It's only politically feasible when the folks you're telling to live somewhere else are a political minority, and, to be honest, until the last few years, that's been the the only response. Now that millennials are becoming the dominant political force, it's just not going to fly.

In cities in California they are literally creating company town-style housing for educators and other jobs that cities cannot afford to compensate with enough money to afford housing. Anyone who isn't directly benefiting from the system can trivially understand how inefficient and absurd it is, but the fact is that people who are benefiting from the system are wildly over-represented in terms of active voters.
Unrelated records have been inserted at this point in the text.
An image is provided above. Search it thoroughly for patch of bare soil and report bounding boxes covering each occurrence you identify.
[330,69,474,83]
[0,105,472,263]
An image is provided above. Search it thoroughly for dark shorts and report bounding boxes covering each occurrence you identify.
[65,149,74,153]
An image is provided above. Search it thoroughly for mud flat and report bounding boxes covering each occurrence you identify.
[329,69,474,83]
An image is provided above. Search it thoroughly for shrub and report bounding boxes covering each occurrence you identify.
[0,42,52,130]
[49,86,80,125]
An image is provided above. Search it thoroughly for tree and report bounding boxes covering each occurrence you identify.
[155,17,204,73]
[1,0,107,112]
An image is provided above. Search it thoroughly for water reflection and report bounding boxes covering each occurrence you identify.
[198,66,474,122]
That's obviously changing.



But those cities with housing problems aren’t having those problems due to natural population growth, the cities are definitely growing via from outside immigration (whether in country or not). Their children have nowhere to live because a bunch of richer outsiders outbid them for housing. You don’t here about a housing crisis in Californian cities like Bakersfield or Chico, because their is no demand for people to move to those places.
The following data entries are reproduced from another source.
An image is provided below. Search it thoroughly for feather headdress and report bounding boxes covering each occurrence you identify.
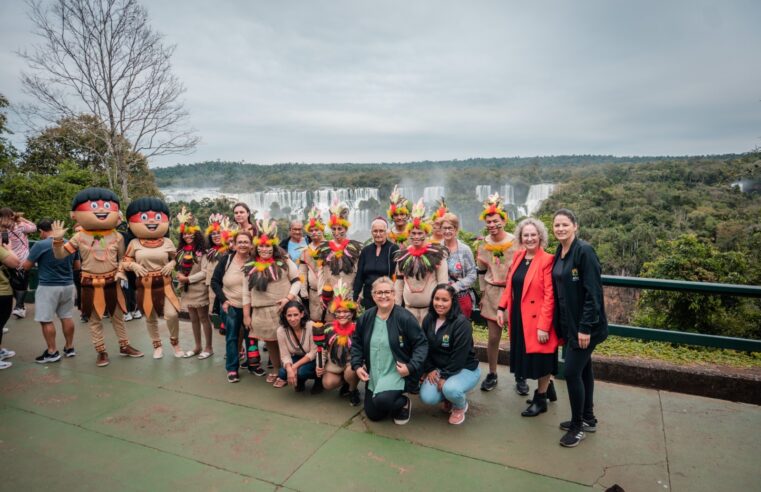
[479,192,507,222]
[176,206,200,234]
[429,197,449,222]
[328,199,351,229]
[205,214,234,258]
[405,198,432,234]
[387,185,412,218]
[304,206,325,233]
[253,219,280,247]
[329,279,357,313]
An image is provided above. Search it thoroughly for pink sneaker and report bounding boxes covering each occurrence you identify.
[449,402,468,425]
The worst thing a city can do for housing affordability is simply having a bunch of high paying jobs that attract people to move in. In that case, it doesn’t matter if you build like crazy as in Beijing or Shanghai, or if you have minimal zoning like Tokyo or Houston, housing costs are going to soar because people will want to move there, and you won’t be able to satisfy demand without raising prices.


You speculate a lot in this post, but have zero citations to back it up. I'm explaining the basics of what we should expect to cause a nation wide housing crisis. Unsurprisingly, the housing crisis is nation wide.
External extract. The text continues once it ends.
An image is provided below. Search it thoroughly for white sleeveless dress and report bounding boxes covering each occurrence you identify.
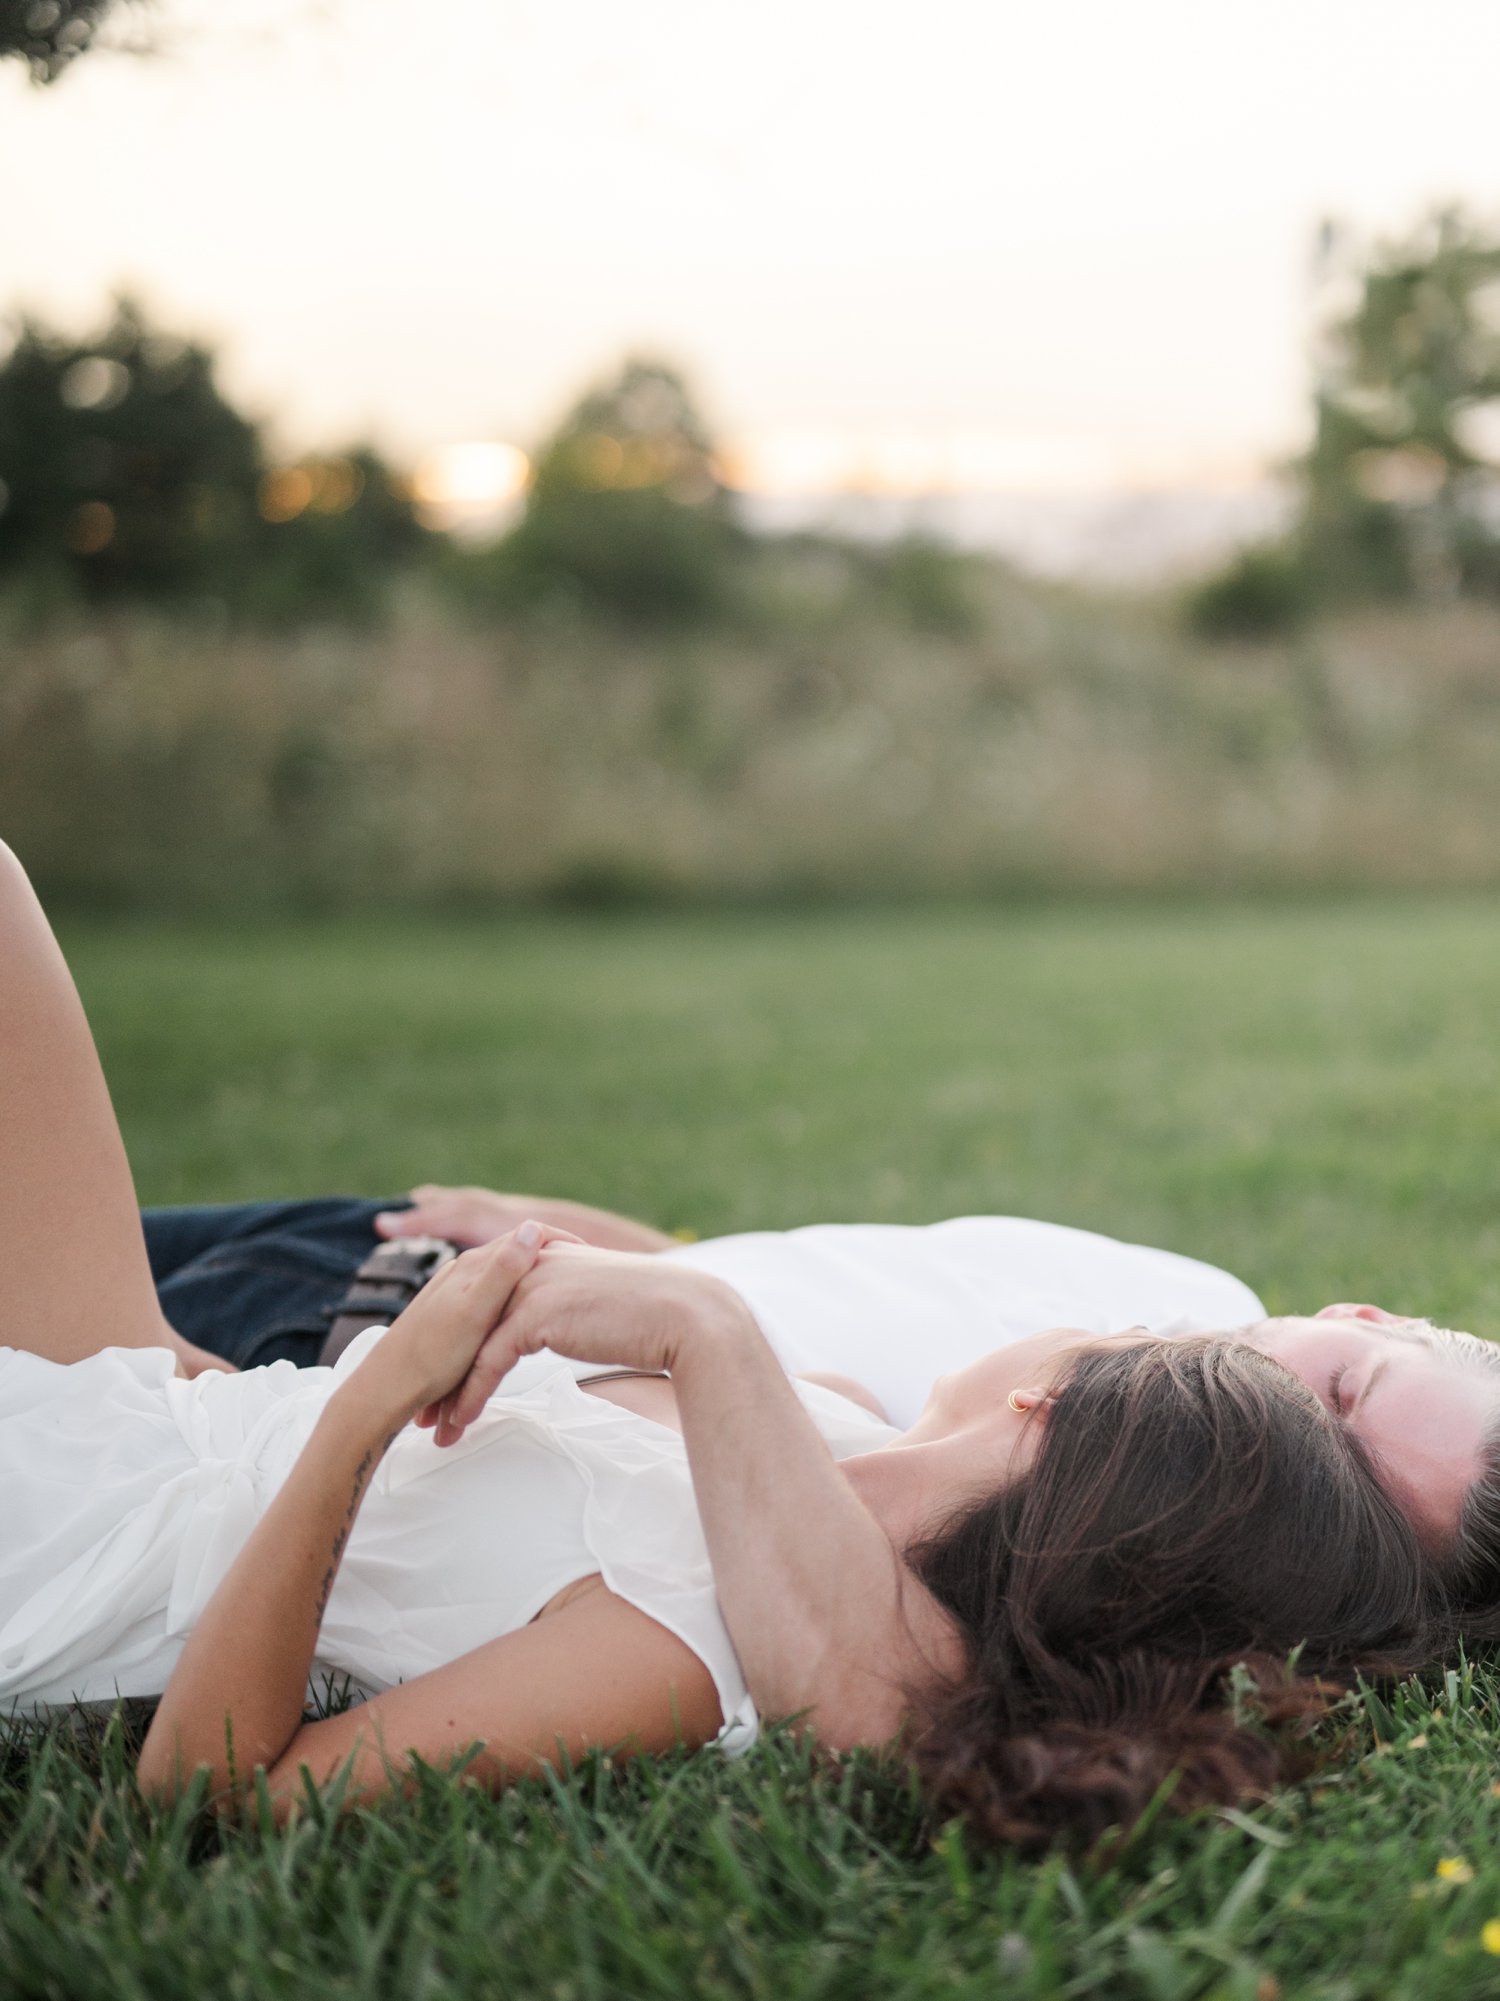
[0,1329,899,1748]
>In that case, it doesn’t matter if you build like crazy as in Beijing or Shanghai, or if you have minimal zoning like Tokyo or Houston, housing costs are going to soar because people will want to move there, and you won’t be able to satisfy demand without raising prices.

This is objectively false.


> I'm explaining the basics of what we should expect to cause a nation wide housing crisis. Unsurprisingly, the housing crisis is nation wide.

A nation wide housing crisis in a few select cities where people want to live? Or a "nation wide" crisis that you can't solve even by moving to Detroit or Bakersville? Because I"m pretty sure I started this with:

> Why isn’t “go live somewhere else” a part of the answer though?

Meaning, we all can't live in Seattle, LA, Portland, or San Francisco, so why make that a right that can't be satisfied? All of these are already dense cities by American standards, and its clear, looking at plenty of examples from around the world, that popular city densities can increase a long time before there is any real impact in the housing market (I don't think any popular city has tried building itself out of its own local housing crisis before...they just give up to the market eventually, or call for a fixed set of winners via rent control or national subsidized Singaporean flats).

You are just refusing to see the obvious. Having lived in Beijing for 9 years and Lausanne for 2 years, I see absolutely nothing special about California’s housing market that exempts it from supply and demand economics that the rest of the world is forced to follow.

> You speculate a lot in this post, but have zero citations to back it up.

If you live in a glass house, it isn’t very wise to throw stones (i.e. you didn't provide any citations either).


> Because "go live somewhere else" is unsustainable in the long run.

You want to ignore the underlying political problem with “go live somewhere else” and it is the only reason it’s being discussed in the first place.